Now, here, you see, it takes all the running you can do, to keep in the same place.

Lewis Carroll, Through the Looking-Glass

Leigh Van Valen was an American evolutionary biologist who made major contributions to evolutionary theory. He is particularly remembered for his groundbreaking paper “A New Evolutionary Law” (1973) where he provided evidence from fossil record data that the probability of extinction within any group remains essentially constant through time.
In order to explain such an unexpected result, Van Valen formulated a very influential idea that he dubbed the RQH: “Red Queen hypothesis.” It states that the constant decay must be a consequence of evolutionary interactions among connected species within ecological networks.

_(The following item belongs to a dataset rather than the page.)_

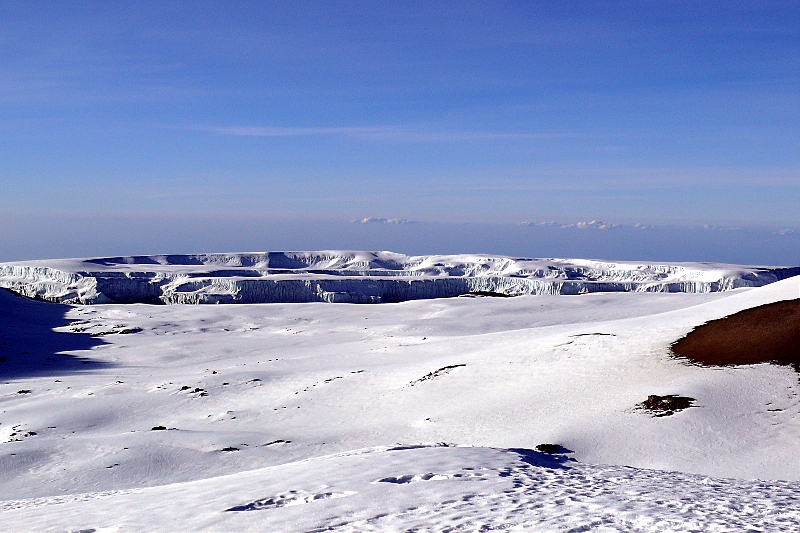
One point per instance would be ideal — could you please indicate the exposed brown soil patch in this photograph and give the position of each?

In Van Valen’s picture, species do not merely evolve: they also coevolve with other species. As a consequence, when thinking about adaptation to an external environment, the other species must be considered as part (maybe a major part) of such an external world.
Van Valen’s law provided the first complex systems theory of coevolutionary dynamics and inspired a whole range of theoretical and experimental developments from very diverse fields, percolating far beyond its original formulation. Red Queen arms races are nowadays considered a widespread feature of complex adaptive systems.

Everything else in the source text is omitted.